Psychologie (Fach) / mündliche Staatsprüfung (Lektion)

Vorderseite Beschreiben Sie die Schematherapie!
Rückseite

Young (2005); D: Roediger

Einzel, Gruppe oder Paar

Zentrale Therapieprinzipien: Begrenzte Nachbeelterung, systematische Zielführung von multimodalen Erfahrungsangeboten zu Schema- und Modusveränderung, einheitliches metakognitives Modell für Therapeut und Patient zur Prozess- und Selbstregulation

Neuerung: Achtsamkeit, Schemamodell

Indikation: Alle Persönlichkeitsstörungen und therapieresistente Achse I

è Young ist Schüler von Beck. Daher sind ältere Modelle eher kognitiv orientiert, ab der Jahrtausendwende kamen dann psychodynamische Konzepte dazu (Transaktionsanalyse, Ego-State). Trotzdem stehen Grundbedürfnisse im Mittelpunkt, nicht Triebe.

Schema: durch frühe Lebenserfahrungen gebildete komplexe neuronale Muster, die künftige Erfahrungen organisieren (durch Erwartungshaltungen und selektive Verarbeitung). Könnte man auch Lebensthema/-muster nennen.

Es gibt 18 durch Young definierte Schemata.

Bewältigungsreaktionen sind früh gelernte und später automatisiert ablaufende Verhaltensweisen, die die Aktivierung unangenehmer Schemata verhindern sollen.

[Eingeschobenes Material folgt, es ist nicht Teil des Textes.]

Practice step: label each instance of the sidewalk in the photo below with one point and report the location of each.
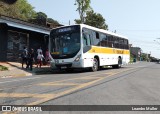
(15, 70)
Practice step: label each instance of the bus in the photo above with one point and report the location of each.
(84, 46)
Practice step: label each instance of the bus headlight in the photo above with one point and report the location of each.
(78, 58)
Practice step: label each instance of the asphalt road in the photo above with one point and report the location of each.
(134, 84)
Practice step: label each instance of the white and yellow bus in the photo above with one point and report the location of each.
(83, 46)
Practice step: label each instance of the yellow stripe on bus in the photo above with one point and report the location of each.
(108, 50)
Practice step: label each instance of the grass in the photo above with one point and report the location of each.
(3, 68)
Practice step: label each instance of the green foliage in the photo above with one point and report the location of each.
(83, 7)
(40, 18)
(50, 20)
(9, 1)
(20, 10)
(94, 19)
(3, 68)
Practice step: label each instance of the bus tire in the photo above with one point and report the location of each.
(119, 63)
(69, 70)
(95, 65)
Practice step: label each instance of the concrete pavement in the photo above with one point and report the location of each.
(15, 70)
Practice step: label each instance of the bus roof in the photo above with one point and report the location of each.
(96, 29)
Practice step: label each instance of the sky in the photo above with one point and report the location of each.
(139, 20)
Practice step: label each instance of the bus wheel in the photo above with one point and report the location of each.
(69, 70)
(95, 65)
(119, 64)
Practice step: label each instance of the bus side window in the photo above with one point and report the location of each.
(86, 39)
(96, 38)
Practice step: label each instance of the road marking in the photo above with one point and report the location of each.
(59, 84)
(75, 88)
(65, 92)
(19, 80)
(25, 95)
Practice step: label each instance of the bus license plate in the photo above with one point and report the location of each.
(63, 67)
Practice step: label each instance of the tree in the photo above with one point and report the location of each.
(9, 1)
(94, 19)
(83, 7)
(40, 18)
(50, 20)
(20, 10)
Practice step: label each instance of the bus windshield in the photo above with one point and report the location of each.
(65, 42)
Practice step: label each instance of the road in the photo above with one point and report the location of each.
(134, 84)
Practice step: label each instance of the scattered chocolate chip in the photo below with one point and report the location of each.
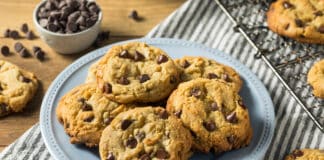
(7, 33)
(162, 58)
(138, 56)
(214, 106)
(89, 119)
(18, 46)
(108, 120)
(110, 156)
(287, 5)
(297, 153)
(125, 124)
(14, 34)
(164, 114)
(131, 142)
(143, 78)
(24, 53)
(232, 118)
(212, 76)
(185, 64)
(123, 80)
(299, 23)
(140, 136)
(107, 88)
(196, 92)
(178, 113)
(162, 154)
(210, 126)
(24, 28)
(5, 50)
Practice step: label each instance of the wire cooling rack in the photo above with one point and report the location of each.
(289, 60)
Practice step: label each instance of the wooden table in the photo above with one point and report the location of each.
(13, 13)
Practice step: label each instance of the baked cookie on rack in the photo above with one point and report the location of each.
(200, 67)
(214, 113)
(136, 72)
(85, 113)
(302, 20)
(306, 154)
(17, 88)
(145, 133)
(315, 78)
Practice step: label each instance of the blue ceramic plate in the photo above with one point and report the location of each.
(253, 92)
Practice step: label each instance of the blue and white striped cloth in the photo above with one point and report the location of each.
(203, 21)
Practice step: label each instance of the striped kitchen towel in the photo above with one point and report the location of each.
(203, 21)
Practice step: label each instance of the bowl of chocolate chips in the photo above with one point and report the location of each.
(68, 26)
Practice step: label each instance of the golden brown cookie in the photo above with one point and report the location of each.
(17, 88)
(85, 113)
(306, 154)
(302, 20)
(214, 113)
(136, 72)
(200, 67)
(315, 78)
(145, 133)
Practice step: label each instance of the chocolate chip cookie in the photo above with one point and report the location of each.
(17, 87)
(301, 20)
(136, 72)
(306, 154)
(145, 133)
(316, 78)
(85, 113)
(214, 113)
(200, 67)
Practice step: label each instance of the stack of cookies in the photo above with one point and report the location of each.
(138, 103)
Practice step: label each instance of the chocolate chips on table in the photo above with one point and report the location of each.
(68, 16)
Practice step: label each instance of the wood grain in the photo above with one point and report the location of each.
(13, 13)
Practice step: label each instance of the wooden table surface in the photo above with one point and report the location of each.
(13, 13)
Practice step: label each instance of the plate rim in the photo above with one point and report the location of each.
(45, 124)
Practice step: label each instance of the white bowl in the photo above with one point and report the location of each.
(68, 43)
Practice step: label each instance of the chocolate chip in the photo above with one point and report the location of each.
(162, 154)
(24, 79)
(24, 53)
(196, 92)
(18, 46)
(178, 113)
(14, 34)
(212, 76)
(131, 142)
(143, 78)
(297, 153)
(24, 28)
(287, 5)
(185, 64)
(30, 35)
(123, 80)
(89, 119)
(138, 56)
(162, 58)
(210, 126)
(164, 114)
(108, 120)
(7, 33)
(125, 124)
(318, 13)
(214, 106)
(5, 50)
(232, 118)
(107, 88)
(140, 136)
(299, 23)
(110, 156)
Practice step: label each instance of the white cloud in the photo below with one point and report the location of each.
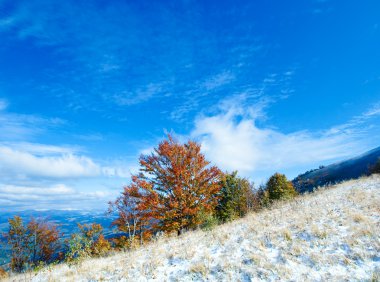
(233, 141)
(57, 196)
(30, 161)
(23, 163)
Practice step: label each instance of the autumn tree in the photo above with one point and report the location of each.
(236, 197)
(174, 185)
(278, 187)
(3, 273)
(32, 244)
(18, 241)
(375, 168)
(130, 221)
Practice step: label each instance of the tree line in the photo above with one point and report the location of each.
(175, 190)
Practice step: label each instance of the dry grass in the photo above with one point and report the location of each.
(332, 234)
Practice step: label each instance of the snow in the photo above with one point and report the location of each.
(329, 235)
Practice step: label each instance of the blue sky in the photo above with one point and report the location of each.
(265, 86)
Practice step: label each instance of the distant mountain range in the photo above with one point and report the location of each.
(337, 172)
(66, 220)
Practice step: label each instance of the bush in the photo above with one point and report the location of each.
(79, 248)
(33, 244)
(375, 168)
(88, 242)
(278, 187)
(3, 273)
(208, 221)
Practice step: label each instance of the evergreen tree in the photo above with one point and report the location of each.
(236, 197)
(279, 187)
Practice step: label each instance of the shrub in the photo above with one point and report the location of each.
(33, 244)
(3, 273)
(208, 220)
(88, 242)
(375, 168)
(278, 187)
(79, 248)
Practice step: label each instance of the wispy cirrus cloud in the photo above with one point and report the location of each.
(56, 196)
(233, 140)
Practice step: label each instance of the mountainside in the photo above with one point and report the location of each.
(329, 235)
(334, 173)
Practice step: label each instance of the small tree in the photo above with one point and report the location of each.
(279, 187)
(18, 240)
(93, 233)
(175, 183)
(236, 197)
(375, 168)
(3, 273)
(32, 244)
(88, 242)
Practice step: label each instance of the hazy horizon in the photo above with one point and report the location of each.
(86, 87)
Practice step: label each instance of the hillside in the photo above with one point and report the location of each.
(332, 234)
(334, 173)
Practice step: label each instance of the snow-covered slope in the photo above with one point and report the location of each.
(330, 235)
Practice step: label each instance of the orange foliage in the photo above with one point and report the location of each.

Modi sind aktuelle personale Gesamtzustände und bestehen in der Regel aus mehreren zugleich aktivierten Schemata und spezifischen Bewältigungsreaktionen. Sie sind vorübergehende, komplexe Erlebniszustände bei Schemaaktivierungen in der Gegenwart, aus denen heraus Bewältigungsmodi eingesetzt werden.

è Hier fließen Erkenntnisse aus der Neurobiologie, der Bindungstheorie und der Entwicklungspsychologie eine Rolle.

Ausgangspunkt: im Rahmen der kognitiven Wende wurde die Bedeutung von Gedankeninhalten überschätzt; zunächst „erfühlen“ wir den Bedeutungsinhalt einer Situation, bevor wir ihn kognitiv verstehen. Z.B. dominieren die „lower pathways“ (LeDoux) bei der Entstehung von Störungen; diese müssen wir im Lauf der Therapie aktivieren, um bewusste Wahrnehmung zu schaffen und dann zu regulieren. Erfolgreiche Therapie verschiebt neuronale Aktivierung von subkortikaler zu kortikaler Dominanz.

Schematherapie orientiert sich an Grawes Wirkfaktoren:

1. Problemaktualisierung über erlebnisaktivierende Techniken, damit dann durch limited Parenting eine korrigierende Erfahrung induziert werden kann.

2. Problemklärung wird zunächst durch eine Imagination (dunkler Wald mit wilden Tieren, durch Wechsel in Erwachsenenmodus verliert das seinen Schrecken) =Neubewertung

3. Problembewältigung erfolgt durch Imaginary Rescripting umfassend und erlebnisnah. Die Bewältigung basiert auf einer neuen Beziehungserfahrung, bei der die Grundbedürfnisse befriedigt werden.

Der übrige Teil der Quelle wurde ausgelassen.